With the COVID-19 crisis disproportionately affecting certain vulnerable groups, one of the emerging lessons points to the need to strengthen social protection approaches to ensure older people are not left behind. In Chile, older adults are expected to represent a third of the population by 2050 , but they are far from being a homogeneous group.
This was revealed during the first year of the pandemic, where there was a significant rise in the number of calls received through the Fono Mayor, a telephone line set up by the Government to provide information and support to the elderly, with requests from physical to psychosocial assistance.

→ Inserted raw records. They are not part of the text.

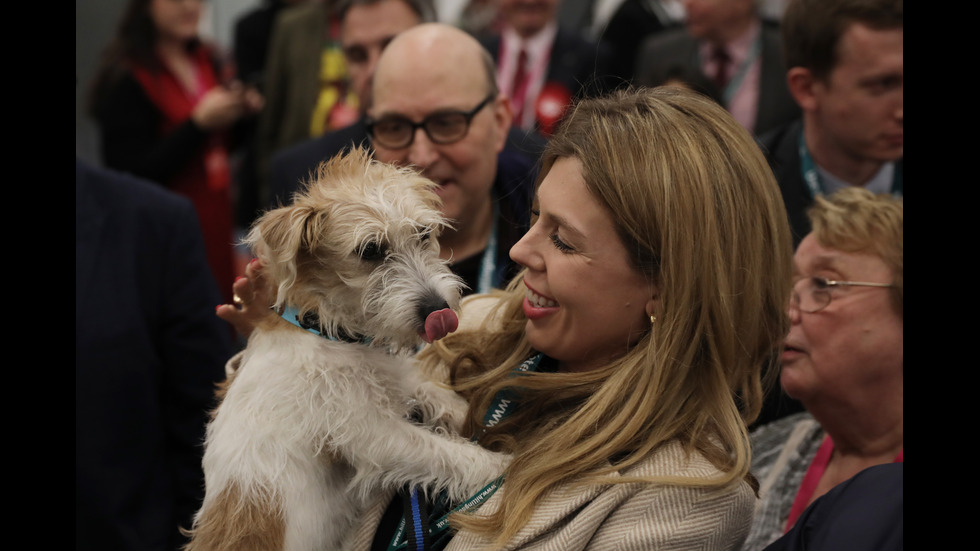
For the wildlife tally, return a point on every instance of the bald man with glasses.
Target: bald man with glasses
(435, 105)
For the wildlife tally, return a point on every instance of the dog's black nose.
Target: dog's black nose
(431, 303)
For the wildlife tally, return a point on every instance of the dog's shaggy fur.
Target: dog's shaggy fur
(310, 428)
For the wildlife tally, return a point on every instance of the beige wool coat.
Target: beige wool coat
(617, 517)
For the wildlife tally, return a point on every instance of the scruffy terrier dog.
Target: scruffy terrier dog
(315, 421)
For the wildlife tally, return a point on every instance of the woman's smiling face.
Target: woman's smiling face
(587, 303)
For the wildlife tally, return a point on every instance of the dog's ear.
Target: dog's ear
(277, 238)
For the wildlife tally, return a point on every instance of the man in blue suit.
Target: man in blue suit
(149, 351)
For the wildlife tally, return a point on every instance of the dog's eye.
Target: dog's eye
(373, 251)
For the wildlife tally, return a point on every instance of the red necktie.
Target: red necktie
(722, 61)
(520, 87)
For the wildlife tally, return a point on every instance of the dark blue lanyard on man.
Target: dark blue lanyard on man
(812, 177)
(422, 529)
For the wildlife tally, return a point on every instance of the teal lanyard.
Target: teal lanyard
(736, 81)
(488, 264)
(812, 177)
(421, 531)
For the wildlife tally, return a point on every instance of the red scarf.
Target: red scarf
(176, 104)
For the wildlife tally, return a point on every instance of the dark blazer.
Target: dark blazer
(675, 52)
(863, 513)
(149, 350)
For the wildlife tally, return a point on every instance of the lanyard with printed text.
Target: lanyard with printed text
(423, 530)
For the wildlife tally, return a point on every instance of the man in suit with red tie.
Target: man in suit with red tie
(542, 67)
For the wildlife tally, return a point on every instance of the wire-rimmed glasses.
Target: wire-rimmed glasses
(813, 294)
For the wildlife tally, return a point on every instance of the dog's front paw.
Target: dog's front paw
(440, 407)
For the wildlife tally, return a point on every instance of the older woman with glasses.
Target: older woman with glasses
(843, 359)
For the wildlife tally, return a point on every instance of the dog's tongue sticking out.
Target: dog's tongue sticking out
(439, 324)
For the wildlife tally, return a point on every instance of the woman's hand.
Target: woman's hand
(222, 106)
(253, 300)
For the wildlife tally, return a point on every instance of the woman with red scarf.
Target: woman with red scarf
(166, 114)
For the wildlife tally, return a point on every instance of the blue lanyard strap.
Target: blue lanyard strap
(417, 531)
(811, 176)
(488, 264)
(736, 81)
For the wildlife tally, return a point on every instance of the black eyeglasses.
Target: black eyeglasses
(443, 127)
(812, 294)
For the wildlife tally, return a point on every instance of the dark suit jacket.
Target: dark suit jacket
(863, 513)
(148, 351)
(675, 52)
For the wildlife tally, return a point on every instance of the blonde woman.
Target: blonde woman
(620, 368)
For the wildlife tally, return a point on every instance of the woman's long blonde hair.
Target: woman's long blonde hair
(698, 208)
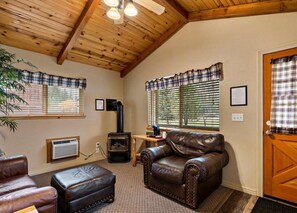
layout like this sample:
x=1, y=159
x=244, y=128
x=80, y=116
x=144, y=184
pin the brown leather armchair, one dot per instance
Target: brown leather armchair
x=188, y=168
x=18, y=190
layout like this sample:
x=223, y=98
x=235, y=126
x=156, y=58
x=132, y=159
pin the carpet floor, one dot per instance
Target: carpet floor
x=131, y=196
x=267, y=206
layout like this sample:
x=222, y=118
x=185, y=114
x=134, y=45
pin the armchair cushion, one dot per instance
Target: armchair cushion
x=208, y=164
x=188, y=168
x=18, y=190
x=170, y=169
x=194, y=144
x=10, y=185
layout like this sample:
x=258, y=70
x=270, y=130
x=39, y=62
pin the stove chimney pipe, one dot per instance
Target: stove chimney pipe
x=120, y=117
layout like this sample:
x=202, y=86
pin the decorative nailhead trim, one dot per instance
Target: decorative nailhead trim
x=85, y=208
x=191, y=184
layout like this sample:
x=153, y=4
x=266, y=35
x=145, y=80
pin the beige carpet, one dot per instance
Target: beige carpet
x=132, y=197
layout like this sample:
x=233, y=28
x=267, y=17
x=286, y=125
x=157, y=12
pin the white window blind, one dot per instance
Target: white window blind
x=43, y=100
x=188, y=106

Conversations pointed to the importance of social interaction and networking to ensure the well-being of older people, including those in need of care and others who act as caregivers. This was the motivation behind the NODO Project , a community initiative in Chile that integrates a set of digital platforms, with the aim of activating and strengthening support networks for older adults.

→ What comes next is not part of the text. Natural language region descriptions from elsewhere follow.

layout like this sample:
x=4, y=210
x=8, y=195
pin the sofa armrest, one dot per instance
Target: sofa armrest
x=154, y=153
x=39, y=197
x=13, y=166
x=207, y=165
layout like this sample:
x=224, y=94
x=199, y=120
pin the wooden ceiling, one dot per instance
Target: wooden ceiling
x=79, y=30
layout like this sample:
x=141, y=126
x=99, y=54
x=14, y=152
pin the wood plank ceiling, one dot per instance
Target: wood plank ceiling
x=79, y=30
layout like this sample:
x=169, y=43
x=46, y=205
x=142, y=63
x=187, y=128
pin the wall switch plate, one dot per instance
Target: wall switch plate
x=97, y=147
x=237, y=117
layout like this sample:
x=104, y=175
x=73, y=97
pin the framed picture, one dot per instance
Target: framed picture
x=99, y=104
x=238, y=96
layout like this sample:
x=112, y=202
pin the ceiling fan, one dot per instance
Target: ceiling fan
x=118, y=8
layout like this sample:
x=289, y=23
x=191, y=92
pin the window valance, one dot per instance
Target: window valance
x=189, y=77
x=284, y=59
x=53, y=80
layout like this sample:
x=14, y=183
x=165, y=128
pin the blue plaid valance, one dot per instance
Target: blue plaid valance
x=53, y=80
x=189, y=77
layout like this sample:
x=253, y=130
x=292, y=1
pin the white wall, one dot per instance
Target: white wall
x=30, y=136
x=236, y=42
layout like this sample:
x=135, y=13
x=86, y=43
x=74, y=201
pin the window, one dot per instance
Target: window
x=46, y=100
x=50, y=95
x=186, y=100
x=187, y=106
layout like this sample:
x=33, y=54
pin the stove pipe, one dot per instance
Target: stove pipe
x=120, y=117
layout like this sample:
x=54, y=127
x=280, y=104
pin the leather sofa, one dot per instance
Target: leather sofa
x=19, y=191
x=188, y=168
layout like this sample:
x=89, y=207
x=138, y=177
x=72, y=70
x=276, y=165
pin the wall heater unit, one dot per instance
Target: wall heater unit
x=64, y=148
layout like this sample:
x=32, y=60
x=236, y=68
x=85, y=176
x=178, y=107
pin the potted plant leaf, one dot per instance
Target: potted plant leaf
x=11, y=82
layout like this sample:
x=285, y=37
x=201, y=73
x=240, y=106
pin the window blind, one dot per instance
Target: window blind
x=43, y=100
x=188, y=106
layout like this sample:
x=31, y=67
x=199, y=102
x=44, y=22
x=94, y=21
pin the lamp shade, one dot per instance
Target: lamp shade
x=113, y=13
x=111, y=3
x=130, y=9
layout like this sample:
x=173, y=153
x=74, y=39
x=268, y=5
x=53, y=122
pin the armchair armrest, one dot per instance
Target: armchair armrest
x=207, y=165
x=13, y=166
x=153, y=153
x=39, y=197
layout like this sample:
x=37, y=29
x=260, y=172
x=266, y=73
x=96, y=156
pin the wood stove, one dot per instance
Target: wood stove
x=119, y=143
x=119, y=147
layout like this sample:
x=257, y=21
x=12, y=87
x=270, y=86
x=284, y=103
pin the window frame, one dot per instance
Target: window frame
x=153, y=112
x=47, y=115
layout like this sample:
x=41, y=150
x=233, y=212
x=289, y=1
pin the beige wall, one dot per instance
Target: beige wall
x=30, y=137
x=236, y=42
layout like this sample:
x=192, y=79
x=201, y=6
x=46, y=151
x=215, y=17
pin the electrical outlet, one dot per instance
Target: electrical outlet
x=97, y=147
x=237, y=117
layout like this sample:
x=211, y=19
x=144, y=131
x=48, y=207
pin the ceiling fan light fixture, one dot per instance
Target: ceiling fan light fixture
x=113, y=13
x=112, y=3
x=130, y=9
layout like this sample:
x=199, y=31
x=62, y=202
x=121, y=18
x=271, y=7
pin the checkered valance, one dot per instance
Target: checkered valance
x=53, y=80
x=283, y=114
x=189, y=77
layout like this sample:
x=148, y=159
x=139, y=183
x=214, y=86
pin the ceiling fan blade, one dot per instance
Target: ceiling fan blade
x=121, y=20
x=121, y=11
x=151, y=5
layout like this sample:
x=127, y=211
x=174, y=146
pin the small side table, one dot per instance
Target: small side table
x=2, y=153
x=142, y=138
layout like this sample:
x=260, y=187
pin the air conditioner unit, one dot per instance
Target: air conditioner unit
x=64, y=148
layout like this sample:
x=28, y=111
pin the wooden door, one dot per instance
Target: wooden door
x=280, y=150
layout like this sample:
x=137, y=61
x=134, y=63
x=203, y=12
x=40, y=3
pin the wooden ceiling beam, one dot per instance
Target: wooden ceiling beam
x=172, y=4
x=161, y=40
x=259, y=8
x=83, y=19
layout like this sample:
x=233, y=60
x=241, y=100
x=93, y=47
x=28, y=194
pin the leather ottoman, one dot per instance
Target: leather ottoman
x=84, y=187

With the support of UNDP, the National Service for the Elderly (SENAMA) of Chile, as well as other UN agencies and government partners, the project aims to reduce and eliminate the barriers that prevent older people from participating in society and exercise their rights.
“It is very important, especially in remote areas, to have networks. It is very difficult for an older woman in these territories to achieve something if she does not have networks, or a bridge to institutions, other networks or organizations,” said Catalina Fuentes, a resident of San José de Maipo.
The NODO Project works in 12 rural and urban communities with a high population of older adults. While the project sought to take advantage of emerging technologies, the team of people who met and talked with the elderly to better understand their needs was also critical to its success. This ensured that digital interventions were culturally appropriate and contextualized.
The project's e-learning platform was based on the knowledge gathered in these local communities. It covers a variety of topics with a repository of knowledge based on the needs of older people, such as training and care support recommendations.
Materials are also available in multimedia formats. Specifically serving people with disabilities, there is an option for deaf people to communicate directly with the National Disability Service (SENADIS) through online sign language interpretation. This offers a virtual "face-to-face" space for interaction.
As older people often feel excluded from society, social protection must include fostering a social support network, where they can share their stories, experiences and lessons. From getting in touch with a network of professionals who can provide guidance on care work to accessing a network of care partner organizations, the Care Platform is another dedicated virtual space within the NODO Project.
“This platform will allow us, as caregivers, to communicate and help each other in the care of our older adults. I am proud to represent the caregivers who helped with the realization of this platform based on our experiences and vision of what we learned in our day to day”, said Patricia Verdugo.
The project's website also features NODO Series 60+ , a set of publications that analyze the complex and diverse scenarios that surround the elderly population in Chile from a sustainable development perspective. The older adult population in Chile is diverse. Some live in urban areas, while others reside in rural communities; some are physically active while others are not; some receive home care, while others are caregivers themselves. These dynamics require comprehensive social protection policies.
Through the interconnected platforms of the NODO Project, it is expected that older people can access these digital spaces for support, care, coordination and empowerment. The project received funding from the Sustainable Development Goals Fund , with the support of implementing partners at the UN and the Government of Chile.